The History of Online Stock Trading

The History of Online Stock Trading
The Siliconreview
28 March, 2019

Before a handful of software and before electronic stock trading, people were Stock Trading Brokers, and landlines were the vessel in which they completed their sells and buys. Now, it’s possible to get almost any information about stocks and trading through the internet—for lack of better phrases, “At the click of a button."

People are able to trade all across the world with ease, which in turn, helps to boost economies all over. The use of computers and easy access has been a prominent cause for the increase in accessible stocks to the public. Although changes have occurred quite rapidly, it's necessary to understand where online stock trading began.


Electronic Communication Networks (ECNs) were the first systems used by brokerages as an advantage in stock trading. ECN software was consistently being developed by brokerages because of the increase in results they were creating. Their contribution to stocks marked a revolution when brokerages figured out they could easily match buyers and sellers through digital transactions.

Basically, when the public access internet service and electronic stock trading industry came together, they made easy access attainable for investors. However, as the years passed, the stock market was still developing, but not as quickly due to the 1987 stock market crash. Once investing became exclusive, it was had to find a person who wasn’t investing in stock.

Joining The New Industry

Due to the new changes, many companies joined the stock industry—Tradeplus, The New York Stock Exchange, TD Ameritrade and more—as the increase grew, so did the number of people joining the stock industry. Even NASDAQ played a prominent role in the development of the industry. The National Association of Securities Dealers Automated Quotation System, is responsible for developing the world's first electronic stock market. This made it possible to ditch the auctioning of markets. The need for people as brokers is becoming more obsolete by the day, which means there is more open-access to the industry, leaving each trader at a loss.

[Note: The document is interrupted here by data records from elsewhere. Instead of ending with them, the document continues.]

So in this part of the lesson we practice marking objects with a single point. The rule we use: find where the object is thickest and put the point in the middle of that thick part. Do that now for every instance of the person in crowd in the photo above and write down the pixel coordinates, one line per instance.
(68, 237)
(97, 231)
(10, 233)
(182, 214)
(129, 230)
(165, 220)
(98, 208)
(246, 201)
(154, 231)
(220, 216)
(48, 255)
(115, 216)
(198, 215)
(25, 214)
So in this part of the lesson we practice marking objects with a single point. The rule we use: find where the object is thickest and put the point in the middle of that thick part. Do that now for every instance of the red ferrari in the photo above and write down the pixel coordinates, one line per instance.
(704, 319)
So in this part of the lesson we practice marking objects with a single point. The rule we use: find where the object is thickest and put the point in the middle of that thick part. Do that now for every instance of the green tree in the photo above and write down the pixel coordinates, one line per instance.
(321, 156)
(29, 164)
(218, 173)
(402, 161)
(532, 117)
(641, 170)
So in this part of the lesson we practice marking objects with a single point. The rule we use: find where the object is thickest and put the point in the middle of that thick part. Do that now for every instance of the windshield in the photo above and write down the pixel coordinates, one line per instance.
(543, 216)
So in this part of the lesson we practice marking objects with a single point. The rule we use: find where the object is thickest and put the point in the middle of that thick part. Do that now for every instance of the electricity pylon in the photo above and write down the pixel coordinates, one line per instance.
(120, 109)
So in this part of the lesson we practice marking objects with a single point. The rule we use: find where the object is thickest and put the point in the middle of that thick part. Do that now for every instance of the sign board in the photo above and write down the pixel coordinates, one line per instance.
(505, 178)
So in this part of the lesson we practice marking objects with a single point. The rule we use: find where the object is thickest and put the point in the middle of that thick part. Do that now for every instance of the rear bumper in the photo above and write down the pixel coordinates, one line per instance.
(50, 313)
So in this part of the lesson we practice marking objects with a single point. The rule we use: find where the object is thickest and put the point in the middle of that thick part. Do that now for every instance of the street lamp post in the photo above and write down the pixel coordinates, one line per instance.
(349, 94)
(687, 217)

The Future of The Industry

The internet has become a staple for investing, as it has continuously lowered fees for investors in regards to trade securities. On the other hand, it's been said already that brokerages were once responsible for all exchanges, but since the industry is now technology driven, brokers will continue losing out on their own commissions.

Bottom line is, it’s no longer mandatory to dial a phone number to call a stock broker because stockbrokers are no longer in demand. Now, investors have all-of-the-time access to the internet, which has unlimited amounts of financial documents. There are a variety of analysis tools for investors and traders, which means the future of the stock industry is a bright and continuously growing one.